I like Douthat a lot. He's smart, interesting, well-informed and an excellent writer. But he insists on inhabiting a world in which the Republican Party bears little relation to its actual incarnation. From the time of Gingrich to the present day, the Republican Party has been single-mindedly pursuing an agenda that advances the interests of the rich. I'm not saying that's the sole conscious goal of every member of the conservative coalition, but I am saying that this is the end result. And for quite a while Douthat has been naively expressing his hope that the party can move in a different direction without showing any grasp of the unlikelihood of this happening any time soon.
We've debated before about Ryan and his devotion to Rand, which Douthat has minimized as Ryan having "said kind words about Rand." That was after Ryan had appeared at a conference devoted to Rand and described her as the single thinker who motivated (and continues to motivate) his behavior as a public official, but before Chris Beam reported that Ryan requires his staff to read Rand. If this was just some kind of Ryan office book club -- maybe next month Ryan will have his staff pouring over "Sisterhood of the Travelling Pants" -- I apologize. But I suspect that once again, Douthat has invested time in hoping a Republican official will craft an egalitarian agenda when in fact that official is deeply committed to anti-egalitarianism.

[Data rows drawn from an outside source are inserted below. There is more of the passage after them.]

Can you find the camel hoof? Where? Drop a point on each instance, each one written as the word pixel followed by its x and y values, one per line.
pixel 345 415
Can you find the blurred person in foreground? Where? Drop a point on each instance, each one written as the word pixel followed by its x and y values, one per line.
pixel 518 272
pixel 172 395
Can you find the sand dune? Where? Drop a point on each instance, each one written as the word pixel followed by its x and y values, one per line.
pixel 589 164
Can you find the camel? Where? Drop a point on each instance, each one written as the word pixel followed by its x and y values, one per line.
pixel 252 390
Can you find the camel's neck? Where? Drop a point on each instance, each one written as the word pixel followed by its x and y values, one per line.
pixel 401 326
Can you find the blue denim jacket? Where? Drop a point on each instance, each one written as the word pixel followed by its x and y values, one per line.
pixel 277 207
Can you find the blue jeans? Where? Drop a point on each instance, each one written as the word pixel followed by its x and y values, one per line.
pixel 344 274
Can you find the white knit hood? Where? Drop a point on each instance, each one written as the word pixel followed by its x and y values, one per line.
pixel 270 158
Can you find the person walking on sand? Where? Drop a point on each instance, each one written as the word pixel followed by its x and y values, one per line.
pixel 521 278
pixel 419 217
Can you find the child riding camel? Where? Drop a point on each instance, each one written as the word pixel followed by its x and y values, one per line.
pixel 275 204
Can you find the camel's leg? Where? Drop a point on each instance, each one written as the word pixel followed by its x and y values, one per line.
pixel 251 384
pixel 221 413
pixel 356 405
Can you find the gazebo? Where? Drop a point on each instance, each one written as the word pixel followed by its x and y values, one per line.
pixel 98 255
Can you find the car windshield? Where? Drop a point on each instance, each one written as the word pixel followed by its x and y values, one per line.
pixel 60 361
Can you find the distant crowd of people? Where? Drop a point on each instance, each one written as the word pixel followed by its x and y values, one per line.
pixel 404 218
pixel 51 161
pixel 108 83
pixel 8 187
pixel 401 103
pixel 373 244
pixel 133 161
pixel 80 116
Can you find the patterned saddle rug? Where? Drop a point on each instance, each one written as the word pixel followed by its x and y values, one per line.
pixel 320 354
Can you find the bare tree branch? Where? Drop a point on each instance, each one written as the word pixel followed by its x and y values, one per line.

Douthat's ideal is very pleasant. I would very much like it to come true. But it's sort of like supporting la Cosa Nostra because you like the concept of a group dedicated to helping down-on-their-luck Italian-Americans. You can find bits and pieces of this behavior here and there, but it's fundamentally not what la Cosa Nostra does. And yet here we have Douthat once again reviewing the Gambino family's fiscal year 2012 business plan and hoping that maybe they can tone down the racketeering and the extortion and perhaps concentrate more on helping poor Italian widows pay their rent.
Look, Ryan's plan goes after programs for the poor with a laser-focus. It eliminates health insurance for 30 million people without even waving at an alternate solution. Yes, it offsets its large rate reductions for the rich by closing unspecified deductions, but at this point, the conservatives who want to believe Ryan plans to go after benefits for the rich instead of, oh, the EITC are flying in the face of the man's entire career and philosophy. I think it's a good and vital thing that people within the conservative coalition are pushing for more egalitarian policies. But the competing demands of supporting egalitarianism and still maintaining a non-hostile stance toward actually-existing Republican policies makes the task of describing reality accurately very difficult.